Virginians saw that the Indians regarded tobacco second in importance only to the corn crop. Gifts of tobacco accompanied the native's friendship. The peace pipe as we call it today was shared often. The cigarette was as yet unknown.

Growing and cultivating tobacco successfully is what established Virginia as a colony and the opportunity to provide and exchange goods with the mother country England where demand was great.


Cigar Store Indian
Since tobacco was regarded as a gift by native American's to the new colonies it does seem natural to use the image of an Indian to market your product to the masses. Tobacco shops across America used the image in front of their businesses. What other symbol could of been more representative than this figure to stand in the shadow of their doorways.

Wooden Indians in their approximate 30 year period of peak popularity (between 1850-1880), were mass produced for that time period of our history. It is estimated that from 80,000 to 100,000 cigar store figures were cast or carved in the United States. It is believed there are less than 3,000 that survive today.

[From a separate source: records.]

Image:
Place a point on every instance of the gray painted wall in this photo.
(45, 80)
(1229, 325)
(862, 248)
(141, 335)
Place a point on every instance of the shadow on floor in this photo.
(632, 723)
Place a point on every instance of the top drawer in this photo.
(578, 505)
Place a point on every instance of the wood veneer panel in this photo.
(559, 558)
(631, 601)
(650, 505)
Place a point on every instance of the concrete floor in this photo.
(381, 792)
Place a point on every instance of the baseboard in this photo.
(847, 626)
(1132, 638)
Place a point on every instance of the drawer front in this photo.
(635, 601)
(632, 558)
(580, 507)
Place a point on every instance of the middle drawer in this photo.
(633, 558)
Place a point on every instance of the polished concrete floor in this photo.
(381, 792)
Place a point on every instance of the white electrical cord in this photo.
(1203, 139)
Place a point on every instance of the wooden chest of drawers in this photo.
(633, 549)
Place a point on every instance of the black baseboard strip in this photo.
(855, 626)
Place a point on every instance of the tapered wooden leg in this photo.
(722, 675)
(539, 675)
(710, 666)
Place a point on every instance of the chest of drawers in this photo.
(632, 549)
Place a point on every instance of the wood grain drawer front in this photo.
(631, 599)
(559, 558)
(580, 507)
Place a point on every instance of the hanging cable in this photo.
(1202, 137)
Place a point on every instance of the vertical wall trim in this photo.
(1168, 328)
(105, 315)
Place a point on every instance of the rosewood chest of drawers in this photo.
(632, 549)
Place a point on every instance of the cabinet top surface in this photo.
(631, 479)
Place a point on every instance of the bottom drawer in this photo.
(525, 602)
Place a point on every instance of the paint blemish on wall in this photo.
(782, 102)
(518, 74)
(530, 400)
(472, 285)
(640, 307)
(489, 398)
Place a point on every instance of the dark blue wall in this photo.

Modernization-Demise of the Cigar Store Indian

The demise of cigar store Indians came slowly. They simply became a burden. Shop owners probably grew tired of lugging and pushing the heavy figures around. Many were taken to the city dumps, others thrown into rivers, and some became firewood. The rest were vandalized, stolen or rotted away. Since most were outside they tended to rot if made of wood despite periodically pouring linseed oil down a special hole drilled in the figure's head.

Mostly it was the new improved way of marketing tobacco that was needed so the Cigar Shop Indian began to disappear.